City DataStore: Data Sharing for Impact from London’s Data Ecosystem

London has taken another step towards creating a more frictionless data sharing and governance environment this week with the launch of the City DataStore. The simplest way to describe this is as “a private twin” to the London DataStore – an environment in which new forms of data from a wider variety of sources, can be shared securely, in a way that protects privacy, and that allows for more rigorous analysis and stronger value creation.

Secure Data Sharing in an Open World

The addition of a private twin to the open data store is not a change in our philosophy on data. If we cannot always make data open for valid legal, ethical and commercial reasons, then we should always still aim to allow for its sharing. We will always be open in that we promote open and common standards, open APIs, and open learning exercises. As an example, we have made the algorithmic code used in our recent London Office of Data Analytics (LODA) pilot available for further development by other parties, and have generally blogged and communicated honestly about the cultural and technical improvements that need to support the application of data science in our city. We think this is critical to being successful in this new field.

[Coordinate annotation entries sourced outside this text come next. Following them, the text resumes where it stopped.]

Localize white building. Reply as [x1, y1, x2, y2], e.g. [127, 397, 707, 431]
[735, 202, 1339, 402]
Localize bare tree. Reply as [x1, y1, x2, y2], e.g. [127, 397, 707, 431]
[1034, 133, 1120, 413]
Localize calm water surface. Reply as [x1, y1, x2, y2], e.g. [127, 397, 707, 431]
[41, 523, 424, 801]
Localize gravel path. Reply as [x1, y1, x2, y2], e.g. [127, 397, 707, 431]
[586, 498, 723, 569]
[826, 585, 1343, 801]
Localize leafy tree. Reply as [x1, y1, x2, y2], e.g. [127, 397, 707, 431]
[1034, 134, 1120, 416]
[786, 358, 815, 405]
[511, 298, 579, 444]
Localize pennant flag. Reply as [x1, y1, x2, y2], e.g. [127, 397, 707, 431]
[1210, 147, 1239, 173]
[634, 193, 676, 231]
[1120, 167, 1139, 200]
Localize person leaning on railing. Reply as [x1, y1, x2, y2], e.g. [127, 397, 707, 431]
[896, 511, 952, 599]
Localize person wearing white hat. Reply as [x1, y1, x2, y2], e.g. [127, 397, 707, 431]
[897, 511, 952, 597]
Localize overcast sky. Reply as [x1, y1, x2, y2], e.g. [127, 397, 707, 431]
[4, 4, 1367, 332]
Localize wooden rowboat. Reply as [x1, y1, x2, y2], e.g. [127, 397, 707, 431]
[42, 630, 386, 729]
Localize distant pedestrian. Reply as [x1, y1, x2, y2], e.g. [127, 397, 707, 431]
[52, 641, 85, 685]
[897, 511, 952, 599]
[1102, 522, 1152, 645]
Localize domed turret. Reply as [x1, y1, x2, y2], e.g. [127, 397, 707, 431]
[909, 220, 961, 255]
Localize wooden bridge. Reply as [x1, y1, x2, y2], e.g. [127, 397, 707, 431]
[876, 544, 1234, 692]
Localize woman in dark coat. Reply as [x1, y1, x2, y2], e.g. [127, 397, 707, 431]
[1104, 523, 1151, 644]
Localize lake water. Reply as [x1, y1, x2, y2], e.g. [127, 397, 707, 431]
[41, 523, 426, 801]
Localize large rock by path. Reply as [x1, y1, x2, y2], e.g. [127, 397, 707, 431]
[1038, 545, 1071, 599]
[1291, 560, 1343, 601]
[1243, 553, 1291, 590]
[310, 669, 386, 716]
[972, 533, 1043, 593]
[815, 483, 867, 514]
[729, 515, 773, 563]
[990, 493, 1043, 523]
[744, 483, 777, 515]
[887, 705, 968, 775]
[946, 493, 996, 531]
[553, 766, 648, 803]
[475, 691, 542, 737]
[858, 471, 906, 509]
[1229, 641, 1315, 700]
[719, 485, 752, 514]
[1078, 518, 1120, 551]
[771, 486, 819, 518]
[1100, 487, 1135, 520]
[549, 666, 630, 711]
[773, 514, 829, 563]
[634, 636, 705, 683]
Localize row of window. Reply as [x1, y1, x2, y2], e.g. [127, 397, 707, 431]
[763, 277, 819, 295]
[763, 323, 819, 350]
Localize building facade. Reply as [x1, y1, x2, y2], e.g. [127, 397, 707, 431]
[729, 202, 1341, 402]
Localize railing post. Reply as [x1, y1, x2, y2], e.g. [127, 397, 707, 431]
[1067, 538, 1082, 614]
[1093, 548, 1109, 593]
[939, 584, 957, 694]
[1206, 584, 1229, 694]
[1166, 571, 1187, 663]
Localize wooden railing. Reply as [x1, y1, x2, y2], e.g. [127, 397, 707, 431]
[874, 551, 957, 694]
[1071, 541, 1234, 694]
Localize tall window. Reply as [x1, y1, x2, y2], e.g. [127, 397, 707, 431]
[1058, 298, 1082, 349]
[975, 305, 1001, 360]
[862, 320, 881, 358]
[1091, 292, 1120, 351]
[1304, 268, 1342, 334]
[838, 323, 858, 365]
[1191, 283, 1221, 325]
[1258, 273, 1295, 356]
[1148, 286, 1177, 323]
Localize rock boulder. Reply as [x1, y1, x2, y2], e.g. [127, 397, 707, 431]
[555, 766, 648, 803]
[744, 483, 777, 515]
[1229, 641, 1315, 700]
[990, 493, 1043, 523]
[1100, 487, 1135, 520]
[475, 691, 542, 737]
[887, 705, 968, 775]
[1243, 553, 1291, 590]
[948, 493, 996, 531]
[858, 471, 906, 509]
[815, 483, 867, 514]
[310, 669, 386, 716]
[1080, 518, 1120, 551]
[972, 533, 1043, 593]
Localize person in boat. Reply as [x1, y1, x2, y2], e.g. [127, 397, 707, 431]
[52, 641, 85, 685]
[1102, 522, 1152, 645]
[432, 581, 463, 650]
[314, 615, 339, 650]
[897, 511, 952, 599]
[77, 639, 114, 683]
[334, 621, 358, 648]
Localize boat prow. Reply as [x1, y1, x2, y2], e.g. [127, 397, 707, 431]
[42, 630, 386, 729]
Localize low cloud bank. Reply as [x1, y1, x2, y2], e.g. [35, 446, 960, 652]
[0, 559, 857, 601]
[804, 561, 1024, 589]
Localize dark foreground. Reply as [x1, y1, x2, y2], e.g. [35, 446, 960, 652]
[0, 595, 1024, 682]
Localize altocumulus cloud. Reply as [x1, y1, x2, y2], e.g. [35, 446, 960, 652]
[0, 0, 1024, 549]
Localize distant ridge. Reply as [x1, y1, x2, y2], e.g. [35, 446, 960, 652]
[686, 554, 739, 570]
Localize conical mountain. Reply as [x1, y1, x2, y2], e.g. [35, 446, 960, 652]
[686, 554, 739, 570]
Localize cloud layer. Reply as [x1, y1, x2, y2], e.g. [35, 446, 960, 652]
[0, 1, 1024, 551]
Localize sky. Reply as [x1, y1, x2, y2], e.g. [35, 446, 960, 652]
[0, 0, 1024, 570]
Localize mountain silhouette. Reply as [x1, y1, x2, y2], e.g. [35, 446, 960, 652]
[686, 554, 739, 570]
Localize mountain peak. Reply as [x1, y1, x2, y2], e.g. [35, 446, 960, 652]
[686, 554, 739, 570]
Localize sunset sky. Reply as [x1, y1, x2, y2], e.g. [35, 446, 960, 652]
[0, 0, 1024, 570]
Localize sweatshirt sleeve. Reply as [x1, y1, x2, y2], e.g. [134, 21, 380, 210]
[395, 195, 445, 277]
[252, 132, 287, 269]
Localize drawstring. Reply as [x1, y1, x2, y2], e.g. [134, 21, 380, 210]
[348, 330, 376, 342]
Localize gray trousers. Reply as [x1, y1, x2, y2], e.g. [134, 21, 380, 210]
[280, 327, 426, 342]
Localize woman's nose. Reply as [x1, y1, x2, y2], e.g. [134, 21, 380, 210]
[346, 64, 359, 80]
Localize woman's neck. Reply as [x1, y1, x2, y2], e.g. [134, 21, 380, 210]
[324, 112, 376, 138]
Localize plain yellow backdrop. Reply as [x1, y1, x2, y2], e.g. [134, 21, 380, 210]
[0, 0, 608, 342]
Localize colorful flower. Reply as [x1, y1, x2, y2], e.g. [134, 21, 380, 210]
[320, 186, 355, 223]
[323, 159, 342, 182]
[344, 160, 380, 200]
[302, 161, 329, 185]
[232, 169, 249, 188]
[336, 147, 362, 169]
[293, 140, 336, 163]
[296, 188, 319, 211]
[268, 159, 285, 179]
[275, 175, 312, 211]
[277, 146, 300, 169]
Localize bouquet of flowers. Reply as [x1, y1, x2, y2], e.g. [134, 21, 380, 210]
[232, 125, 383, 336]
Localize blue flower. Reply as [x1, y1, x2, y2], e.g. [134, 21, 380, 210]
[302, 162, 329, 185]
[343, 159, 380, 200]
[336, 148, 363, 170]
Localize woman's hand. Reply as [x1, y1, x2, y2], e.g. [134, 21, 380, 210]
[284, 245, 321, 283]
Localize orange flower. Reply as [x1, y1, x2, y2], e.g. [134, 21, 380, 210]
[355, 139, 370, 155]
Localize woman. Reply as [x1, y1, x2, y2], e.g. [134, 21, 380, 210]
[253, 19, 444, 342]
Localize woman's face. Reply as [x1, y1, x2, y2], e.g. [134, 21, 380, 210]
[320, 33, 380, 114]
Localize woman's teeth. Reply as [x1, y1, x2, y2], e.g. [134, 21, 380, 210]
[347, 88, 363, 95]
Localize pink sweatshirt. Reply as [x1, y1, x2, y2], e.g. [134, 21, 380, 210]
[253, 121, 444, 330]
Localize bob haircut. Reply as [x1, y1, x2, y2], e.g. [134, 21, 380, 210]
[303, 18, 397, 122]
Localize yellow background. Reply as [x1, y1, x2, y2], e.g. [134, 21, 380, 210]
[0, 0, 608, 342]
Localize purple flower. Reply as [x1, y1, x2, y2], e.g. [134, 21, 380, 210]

In this wider context, we see the City DataStore as a highly practical tool, supporting London’s data ecosystem and public services, encouraging data-led creativity, and promoting wider economic competitiveness.

Time to get Technical

Development was carried out by staff at the big data specialists Mastodon C, and delivered as part of their wider Witan platform. As has been our approach for a while now, it was funded by the EU Sharing Cities Horizon 2020 programme (Sharing Cities) and is contributing to work also funded by Innovate UK.

The City DataStore is based on an event-driven architecture with a central log of all transactions from the users and the system itself. This has a number of benefits:

• building up an understanding of how the City DataStore is being used, initially informing the roll-out of new functions, but in the longer term driving the wider adoption of machine learning in tackling public services and urban challenges.

• allowing the creation of new data (through simple operations such as sub-setting, aggregating or linking), greatly extending the potential uses beyond access to the raw data.

• providing a robust infrastructure supporting version control, roll back and the ability to recreate files that become corrupted).

The City DataStore has been built with an open API from the start and although it does support manual uploading of files through a user interface, it will also allow data to be shared directly between systems (for instance, to support regular processes such as monthly updates).

More features will come over the next 12 months, including the ability to recognise and verify data schemas which will allow London to build up ‘small standards’ for sharing specific datasets (e.g. between the London Boroughs). We see this ‘use case by use case’ development of standards as a complement to more traditional, top-down and large-scale approaches to standards development. This way we achieve the interoperability of data that is so vital to our mission to create datasets that – like the shared challenges that public services In London face – do not stop at organisational boundaries.

Build it and they will come?

Initially, the City DataStore will not be lying idle. The range of initial activity looks like this:

• SafeStats – By bringing together and analysing data from a range of sources including the different Emergency Services, transport and policing, SafeStats provides the most comprehensive and current picture of crime and safety in London today. The City DataStore will provide a user-friendly means for partners to supply monthly updates feeding directly into the GLA analysis process through the API.

• LODA – As discussed on other London DataStore blogs, the establishment of the London Office for Data Analytics is an opportunity to draw together projects, ideas, initiatives, expertise and resources from across the public sector in London to answer the most important questions our city faces. The City DataStore will provide practical support to LODA projects by enabling the secure sharing of files.

• Air Quality modelling – the GLA is collaborating with the Alan Turing Institute (the national institute for data science) to develop new machine learning algorithms and data science platforms to better understand and improve air quality in London. Processing and modelling resources are provided through the ATI, however, the City DataStore will be useful in giving researchers access to GLA data about London and in operationalising the models at the end of the project. This way, we hope to create a new set of policies and interventions that are more sensitive to time and local areas.

Clearly – and to return to the spirit of openness and organising for impact – we want the City DataStore to be a London-wide resource. So now that it has been built, if you are interested in finding out more about the City DataStore or would like to discuss how it could be used for your project please contact paul.hodgson@london.gov.uk. We will see what we can do to oblige. And if your project idea requires new forms of data – from that held by central government, to private sector organisations, to household IoT data), then we are more than pleased to start the discussion with other parties about how it should and could be shared.

London DataStore will continue to be the place to search for open data about London. In parallel with the City DataStore, we will continue to invest in adding both new open datasets and new features. The London DataStore will also play an important role to support LODA through the sharing of resources including the pipeline of LODA projects, code & models and information about a forthcoming Data Academy, aimed at equipping public servants with the relevant skills to engage with the City Datastore and the new disciplines we want it to attract.

We hope you are as excited as we are by this development. As our engagement of London’s data talent strengthens, we prefer to see this not as a narrow technical development, but a serious addition to our efforts to make London’s data (ecosystem) low on friction and high on impact.